Las cifras lo confirman: desde 2022, los presupuestos del Ministerio de Cooperación Económica y Desarrollo para la ayuda humanitaria disminuyen anualmente.
Actualmente se destinan alrededor de diez mil millones de euros para ayuda al desarrollo y mil millones para ayuda humanitaria. Y se prevé que estos fondos sigan menguando. Una cantidad demasiado pequeña, según la organización de ayuda a la infancia Terre des Hommes y la organización humanitaria alemana Welthungerhilfe (Ayuda contra el Hambre en el Mundo).
"La falta de apoyo político, la drástica disminución de la financiación y el creciente desprecio por el derecho internacional humanitario dificultan el acceso a las personas necesitadas y debilitan la capacidad y la fiabilidad de la ayuda humanitariana".
Esta valoración se presentó en el informe anual Compass 2026, elaborado por ambas organizaciones. El texto fue publicado en Berlín el miércoles 24 de junio de 2026, y de él se infiere que la política de desarrollo alemana, y con ella la internacional, está a la deriva.

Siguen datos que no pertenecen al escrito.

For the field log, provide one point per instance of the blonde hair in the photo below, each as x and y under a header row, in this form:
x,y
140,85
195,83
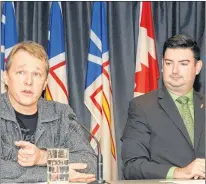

Mathias Mogge, director ejecutivo de Welthungerhilfe, afirma contundente: "Lo que falta es una estrategia real".
Por su parte, Joshua Hofert, portavoz del consejo de administración de Terre des Hommes, resume su crítica en una frase: "La reforma de la política de desarrollo no debe convertirse en un proyecto burocrático de Berlín".
En su informe, las organizaciones de ayuda abogan por una mayor participación de los actores de la sociedad civil del llamado Sur Global: "Los jóvenes, en particular, deben participar sistemáticamente en la formulación, implementación y evaluación de las estrategias de política de desarrollo". Sus perspectivas y experiencia son cruciales para la legitimidad, la eficacia y la sostenibilidad de las decisiones políticas.
Los drásticos recortes de Alemania forman parte de una tendencia global que coincide con el aumento de guerras y crisis. Casi todos los países incrementan cada vez más la inversión en el ejército y recortan drásticamente la política de desarrollo global y la ayuda humanitaria.
Según las organizaciones, Alemania pone en riesgo su credibilidad y fiabilidad con la significativa reducción de los presupuestos para ambas áreas. Exigen que el Gobierno alemán integre mejor la cooperación al desarrollo, el mantenimiento de la paz y la ayuda humanitaria, y que garantice su financiación plurianual.
"Nos centramos en salvar vidas", comenta Joshua Hofert, de la organización Terre des Hommes, al describir el reducido margen de maniobra. El informe, elaborado conjuntamente con Welthungerhilfe, contiene numerosas recomendaciones para los responsables políticos.
"El Gobierno alemán debería utilizar la vía diplomática para proteger los principios humanitarios y evitar la instrumentalización política de esta ayuda. Además, debe abogar con mayor contundencia por el cumplimiento del derecho internacional humanitario". Esto incluye abordar sistemáticamente las violaciones del derecho internacional en los foros de las Naciones Unidas (ONU) y exigir el acceso a las zonas de crisis.
Según las organizaciones de ayuda humanitaria, la futura Comisión Norte-Sur podría suponer un rayo de esperanza. La ministra alemana de Desarrollo, Alabali Radovan, tiene puestas grandes expectativas en ella: el objetivo es "intensificar aún más nuestras alianzas con los países del Sur Global y ampliar y fortalecer una red global".
La comisión estará integrada por aproximadamente 20 expertos tanto del Sur Global como del Norte Global. Para centrarse en la cooperación al desarrollo, provendrán de diversos ámbitos: política, academia, sector privado, sindicatos, sociedad civil y organizaciones internacionales.
La Comisión Norte-Sur se pondrá en marcha el 30 de junio en Hamburgo. La ministra Alabali Radovan muestra el camino a seguir: "El orden mundial está cambiando hacia centros de poder más multipolares. Si Alemania quiere seguir desempeñando un papel en la configuración de los asuntos mundiales, necesitamos alianzas estables con los países del Sur Global".
El partido La Izquierda, de la oposición en el Bundestag alemán, ya ha expresado sus críticas hacia esas "alianzas estables" que menciona la ministra. Su portavoz de justicia global, Charlotte Neuhäuser, ha dicho sobre el tema: "El Gobierno alemán, bajo el pretexto de una asociación justa con otros países, busca principalmente el acceso a nuevos mercados, mano de obra barata y materias primas, mientras la financiación alemana destinada a la lucha contra el hambre, los hospitales, las escuelas y los sistemas de seguridad social en el Sur Global se reduce a un nivel sin precedentes".